10 Reasons to Scuba Dive Kenya

Kenya’s scuba diving is one of its best kept secrets. Over the years we have been mystified why more divers don’t come from around the world to experience the wonders of Kenya’s coral reefs and other dive sites. So we have put together 10 reasons to scuba dive Kenya to assist divers in making their decision to travel to Kenya to dive and also to alert some of you Kenyan’s out there, the wonders that are right here on your doorstep.


1. Coral reefs in pristine condition

In comparison to some of the more famous diving locations around the world and the well publicised problems of reef damage from over fishing, boat anchors, and bleaching, Kenya’s reefs are remarkably untouched. From the fringing reefs of the South Coast to the islands around Lamu, Kenya has a fantastic array of coral reefs supporting thousands of species of reef fish.


2. Wide range of scuba diving sites suitable for all levels of diver

While Kenya has many fabulous coral reef dive sites, it is not limited to these alone. Both the North and South Coasts offer purpose-sunk shipwrecks for divers to explore with the MV Fungao off Diani, the MV Dania off Bamburi and MV Fish Eagle off Kilifi. There are also the Vuma caverns near Kilifi with a wide array of rock formations in addition to the coral reef there. There is shore diving at several locations in Kenya and opportunities to dive in the mangroves to explore the life there. At all locations in Kenya there are dive sites suitable for all levels of diver from beginner Try Scuba Divers, right up to advanced levels of deep diver.


3. Range of Marine Life

The coral reefs and waters of Kenya make a home to a wide range of marine life ranging from the giants of the ocean right down to a great range of macro creatures. It is possible to encounter sharks, turtles, rays, whales, dolphins and more in the waters around Kenya. Lovers of smaller critters will delight in the reef life with nudibranchs, frogfish, blennies, lionfish and more to see and of course most of the cast of the Disney animation Finding Nemo.  
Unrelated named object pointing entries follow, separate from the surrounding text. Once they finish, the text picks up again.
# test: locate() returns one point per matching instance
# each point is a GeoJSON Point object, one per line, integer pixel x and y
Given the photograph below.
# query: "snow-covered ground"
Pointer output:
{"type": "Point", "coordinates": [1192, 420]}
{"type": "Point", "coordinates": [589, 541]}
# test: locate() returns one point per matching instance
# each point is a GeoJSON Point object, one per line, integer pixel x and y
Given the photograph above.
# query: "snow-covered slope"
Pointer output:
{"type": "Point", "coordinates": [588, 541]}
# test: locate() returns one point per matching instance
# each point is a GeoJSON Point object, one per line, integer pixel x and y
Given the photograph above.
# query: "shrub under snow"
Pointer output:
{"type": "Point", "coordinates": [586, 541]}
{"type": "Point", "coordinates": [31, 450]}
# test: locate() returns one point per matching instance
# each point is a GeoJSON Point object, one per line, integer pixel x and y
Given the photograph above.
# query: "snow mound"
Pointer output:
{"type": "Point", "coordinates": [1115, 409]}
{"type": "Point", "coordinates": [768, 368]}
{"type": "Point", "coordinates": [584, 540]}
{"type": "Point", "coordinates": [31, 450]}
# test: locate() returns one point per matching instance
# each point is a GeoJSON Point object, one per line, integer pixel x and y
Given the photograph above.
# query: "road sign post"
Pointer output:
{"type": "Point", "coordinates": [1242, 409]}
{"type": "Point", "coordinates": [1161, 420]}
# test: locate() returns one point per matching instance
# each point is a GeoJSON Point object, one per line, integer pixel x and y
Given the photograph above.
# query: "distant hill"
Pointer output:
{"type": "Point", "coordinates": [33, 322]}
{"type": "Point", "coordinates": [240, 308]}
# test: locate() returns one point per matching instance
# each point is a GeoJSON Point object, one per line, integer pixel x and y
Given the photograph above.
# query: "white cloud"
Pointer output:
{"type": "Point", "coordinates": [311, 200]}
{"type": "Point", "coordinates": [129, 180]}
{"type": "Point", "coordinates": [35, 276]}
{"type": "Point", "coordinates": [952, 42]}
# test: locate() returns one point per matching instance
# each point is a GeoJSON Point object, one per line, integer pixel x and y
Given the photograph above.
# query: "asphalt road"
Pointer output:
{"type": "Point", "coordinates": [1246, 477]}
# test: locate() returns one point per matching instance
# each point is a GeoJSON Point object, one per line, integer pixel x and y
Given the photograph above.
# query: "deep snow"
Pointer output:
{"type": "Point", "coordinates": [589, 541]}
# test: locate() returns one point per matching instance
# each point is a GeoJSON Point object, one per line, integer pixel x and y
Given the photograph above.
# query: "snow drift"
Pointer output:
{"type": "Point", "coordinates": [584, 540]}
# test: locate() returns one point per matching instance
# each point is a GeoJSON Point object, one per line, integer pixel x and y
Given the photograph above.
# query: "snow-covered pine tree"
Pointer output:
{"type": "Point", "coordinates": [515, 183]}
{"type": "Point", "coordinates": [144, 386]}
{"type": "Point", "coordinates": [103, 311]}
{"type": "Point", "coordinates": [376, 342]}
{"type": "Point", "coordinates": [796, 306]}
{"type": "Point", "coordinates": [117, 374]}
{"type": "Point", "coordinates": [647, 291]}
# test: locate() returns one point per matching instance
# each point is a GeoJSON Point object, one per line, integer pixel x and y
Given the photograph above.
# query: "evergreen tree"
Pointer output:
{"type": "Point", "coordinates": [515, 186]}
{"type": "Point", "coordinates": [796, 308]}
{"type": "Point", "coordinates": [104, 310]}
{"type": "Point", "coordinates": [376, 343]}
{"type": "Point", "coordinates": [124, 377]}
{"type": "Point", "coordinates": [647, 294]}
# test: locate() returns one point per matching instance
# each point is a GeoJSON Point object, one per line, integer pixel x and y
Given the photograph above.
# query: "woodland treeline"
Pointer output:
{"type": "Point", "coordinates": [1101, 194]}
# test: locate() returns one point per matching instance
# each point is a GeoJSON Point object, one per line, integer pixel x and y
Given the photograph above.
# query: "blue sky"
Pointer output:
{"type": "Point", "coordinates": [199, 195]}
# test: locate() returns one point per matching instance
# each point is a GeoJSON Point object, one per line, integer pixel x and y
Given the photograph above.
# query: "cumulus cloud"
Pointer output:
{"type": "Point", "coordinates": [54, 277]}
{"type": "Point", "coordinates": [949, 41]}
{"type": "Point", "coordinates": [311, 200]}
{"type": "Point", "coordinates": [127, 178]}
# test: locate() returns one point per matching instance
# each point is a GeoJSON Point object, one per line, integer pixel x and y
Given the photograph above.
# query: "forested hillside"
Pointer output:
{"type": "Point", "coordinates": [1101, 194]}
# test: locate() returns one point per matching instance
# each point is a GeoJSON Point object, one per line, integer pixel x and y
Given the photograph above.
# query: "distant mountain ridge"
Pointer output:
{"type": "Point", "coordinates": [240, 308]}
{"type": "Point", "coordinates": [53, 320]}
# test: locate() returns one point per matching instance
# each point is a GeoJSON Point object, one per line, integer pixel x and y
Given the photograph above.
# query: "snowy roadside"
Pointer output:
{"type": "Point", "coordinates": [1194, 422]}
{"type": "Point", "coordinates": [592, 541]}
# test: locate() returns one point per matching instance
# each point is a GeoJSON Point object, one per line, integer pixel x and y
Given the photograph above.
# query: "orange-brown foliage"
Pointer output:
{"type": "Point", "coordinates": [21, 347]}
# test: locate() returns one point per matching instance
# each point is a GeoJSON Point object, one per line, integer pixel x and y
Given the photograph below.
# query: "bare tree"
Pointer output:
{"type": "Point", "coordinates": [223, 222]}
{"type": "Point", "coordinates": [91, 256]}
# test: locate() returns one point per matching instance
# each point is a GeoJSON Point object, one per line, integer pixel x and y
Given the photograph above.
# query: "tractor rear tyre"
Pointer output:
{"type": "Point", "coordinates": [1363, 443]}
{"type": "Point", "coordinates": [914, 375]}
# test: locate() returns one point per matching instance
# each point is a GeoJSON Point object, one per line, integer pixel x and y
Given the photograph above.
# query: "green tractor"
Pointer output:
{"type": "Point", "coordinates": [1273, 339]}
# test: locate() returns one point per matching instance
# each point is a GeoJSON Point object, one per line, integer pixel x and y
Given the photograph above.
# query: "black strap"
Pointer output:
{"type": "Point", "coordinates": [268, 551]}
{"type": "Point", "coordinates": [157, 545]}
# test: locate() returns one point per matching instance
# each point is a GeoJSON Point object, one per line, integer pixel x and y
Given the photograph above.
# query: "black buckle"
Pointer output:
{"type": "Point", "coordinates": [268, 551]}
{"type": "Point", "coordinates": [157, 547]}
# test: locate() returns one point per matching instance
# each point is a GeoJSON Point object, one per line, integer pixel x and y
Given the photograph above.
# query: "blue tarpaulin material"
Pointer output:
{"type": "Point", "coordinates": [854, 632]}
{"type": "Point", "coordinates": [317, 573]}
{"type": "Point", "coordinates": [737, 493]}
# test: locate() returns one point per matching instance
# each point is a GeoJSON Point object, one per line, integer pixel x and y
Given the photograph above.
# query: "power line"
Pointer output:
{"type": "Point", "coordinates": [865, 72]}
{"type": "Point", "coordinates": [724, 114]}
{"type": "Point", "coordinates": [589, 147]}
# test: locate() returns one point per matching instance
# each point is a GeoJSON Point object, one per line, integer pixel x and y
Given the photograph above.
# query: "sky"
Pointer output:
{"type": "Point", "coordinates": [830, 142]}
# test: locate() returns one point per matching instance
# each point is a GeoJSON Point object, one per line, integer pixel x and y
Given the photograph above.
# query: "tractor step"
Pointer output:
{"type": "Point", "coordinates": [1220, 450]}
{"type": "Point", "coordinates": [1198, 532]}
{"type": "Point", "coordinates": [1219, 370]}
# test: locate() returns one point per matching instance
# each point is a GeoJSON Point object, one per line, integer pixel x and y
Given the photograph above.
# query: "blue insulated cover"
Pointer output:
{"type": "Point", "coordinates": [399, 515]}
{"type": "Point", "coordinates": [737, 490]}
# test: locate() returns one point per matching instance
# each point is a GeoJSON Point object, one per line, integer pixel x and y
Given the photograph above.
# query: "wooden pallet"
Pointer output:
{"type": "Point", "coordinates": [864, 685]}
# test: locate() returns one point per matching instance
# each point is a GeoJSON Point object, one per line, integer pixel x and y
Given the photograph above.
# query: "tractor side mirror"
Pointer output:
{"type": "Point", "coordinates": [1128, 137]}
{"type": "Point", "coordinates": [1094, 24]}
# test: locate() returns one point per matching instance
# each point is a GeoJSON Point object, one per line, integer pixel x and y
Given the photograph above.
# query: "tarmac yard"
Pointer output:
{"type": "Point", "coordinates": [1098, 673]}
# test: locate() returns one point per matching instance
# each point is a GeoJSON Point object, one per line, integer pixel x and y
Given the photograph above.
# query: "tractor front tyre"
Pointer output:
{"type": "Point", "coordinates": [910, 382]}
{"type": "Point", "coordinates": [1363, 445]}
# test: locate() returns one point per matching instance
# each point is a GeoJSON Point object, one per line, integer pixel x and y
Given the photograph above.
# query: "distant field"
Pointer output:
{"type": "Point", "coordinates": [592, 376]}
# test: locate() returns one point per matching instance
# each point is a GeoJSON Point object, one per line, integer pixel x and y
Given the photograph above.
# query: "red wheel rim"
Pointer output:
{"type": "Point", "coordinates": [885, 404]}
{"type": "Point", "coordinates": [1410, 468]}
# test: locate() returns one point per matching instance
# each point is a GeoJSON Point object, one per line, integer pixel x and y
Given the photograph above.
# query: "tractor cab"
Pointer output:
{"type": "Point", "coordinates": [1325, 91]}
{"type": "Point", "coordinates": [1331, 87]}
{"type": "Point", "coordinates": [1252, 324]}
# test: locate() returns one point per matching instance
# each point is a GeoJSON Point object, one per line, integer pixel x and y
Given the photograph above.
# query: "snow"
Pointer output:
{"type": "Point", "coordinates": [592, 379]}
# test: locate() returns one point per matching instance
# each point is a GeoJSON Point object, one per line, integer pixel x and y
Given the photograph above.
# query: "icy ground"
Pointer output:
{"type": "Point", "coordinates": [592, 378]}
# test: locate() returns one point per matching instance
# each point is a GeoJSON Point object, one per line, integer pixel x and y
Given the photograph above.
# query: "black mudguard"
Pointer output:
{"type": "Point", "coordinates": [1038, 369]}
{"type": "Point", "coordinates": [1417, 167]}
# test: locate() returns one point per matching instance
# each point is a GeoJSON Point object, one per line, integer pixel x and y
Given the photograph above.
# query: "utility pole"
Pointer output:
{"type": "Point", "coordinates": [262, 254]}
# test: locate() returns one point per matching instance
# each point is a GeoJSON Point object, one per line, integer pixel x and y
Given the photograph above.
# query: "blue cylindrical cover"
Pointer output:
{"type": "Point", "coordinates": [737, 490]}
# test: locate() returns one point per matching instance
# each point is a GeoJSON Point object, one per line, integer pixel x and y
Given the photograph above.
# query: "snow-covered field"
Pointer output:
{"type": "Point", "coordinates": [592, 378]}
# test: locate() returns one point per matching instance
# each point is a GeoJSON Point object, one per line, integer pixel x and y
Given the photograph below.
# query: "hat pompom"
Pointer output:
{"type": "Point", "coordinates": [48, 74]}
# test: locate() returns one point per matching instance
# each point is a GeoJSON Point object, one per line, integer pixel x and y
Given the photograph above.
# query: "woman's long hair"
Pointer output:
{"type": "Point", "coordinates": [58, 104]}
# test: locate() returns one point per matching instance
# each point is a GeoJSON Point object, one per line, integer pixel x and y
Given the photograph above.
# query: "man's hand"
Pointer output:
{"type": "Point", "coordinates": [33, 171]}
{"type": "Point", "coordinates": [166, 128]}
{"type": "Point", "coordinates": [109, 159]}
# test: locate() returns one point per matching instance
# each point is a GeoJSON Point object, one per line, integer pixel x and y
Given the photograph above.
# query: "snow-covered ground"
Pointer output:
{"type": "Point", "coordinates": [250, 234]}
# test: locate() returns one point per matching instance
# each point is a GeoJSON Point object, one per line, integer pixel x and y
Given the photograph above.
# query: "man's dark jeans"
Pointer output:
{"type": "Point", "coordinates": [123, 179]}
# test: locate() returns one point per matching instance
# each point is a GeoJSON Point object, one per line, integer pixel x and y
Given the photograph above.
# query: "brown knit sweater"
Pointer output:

4. Chance to encounter giants

At certain times of the year in Kenyan waters it is possible to dive with the giants of the ocean, manta rays and the biggest fish in the ocean whale sharks. The ‘Papa Shillingi’ can be seen from November through to March making it a thrilling experience for both divers and snorkelers as these 6m long fish glide past them.


5. Dive site location

One of the big problems with diving for some participants is the amount of time it can take out of a holiday or short break. Often in many parts of the world it can take several hours to reach a dive site by boat. Multiple dives coupled with surface intervals can mean that a dive trip takes up the whole day. Not so in Kenya where most of the dive sites sit 15 minutes or less from the dive boat launch sites. With the exception of specialist dive trips you can do a morning 2 tank dive day and be back in time for lunch at your beach resort followed by an afternoon of relaxation and other activities.


6. Safari opportunities on land

No visit to Kenya would be complete without seeing some its world famous wildlife on a Kenyan safari. Encounter the big five, see the amazing Kenyan national parks and treasures such as the great Rift Valley, the peak of Mt Kenya, the forests of the Aberdares and there is too much already to write about. Where else in the world could you conceivably encounter a whale shark in the morning and  lion and an elephant in the wild in the afternoon? An experience not to be missed. 


7. Underwater Photography Opportunities

With visibility regularly being over 20m in Kenyan waters and the wide array of marine life, both giant and macro and different diving locations, this can be a great location for underwater photographers. You will have many opportunities to capture great shots.


8. Muck diving

For divers who like to explore and really find macro marine life, there are also plenty of opportunities to muck dive in Kenya. Nearby to the main coral reefs, these sites offer real chances to find more small critters including many species of nudibranch and more. 


9. Protected marine parks

Kenya has in general a successful wildlife management policy and this extends to its waters. There are a number of marine parks in Kenya which play haven for marine life with fisherman unable to access them. Even in the areas outside of the marine parks, the coral is in good condition and the waters are not drastically overfished.


10. Swahili sightseeing

After diving it can be a wonderful experience to take in the Swahili culture of the Kenyan coast. With a history dating back hundreds of years, there are many things to see and do on the Kenya coast. Take in the architecture of the Omani occupation in Lamu and Mombasa old town. Visit a Swahili market to barter for and purchase trinkets and souvenirs. Take part in other watersports such as the incredibly popular kite boarding. Visit snake parks and other wildlife attractions. There really is something for everyone.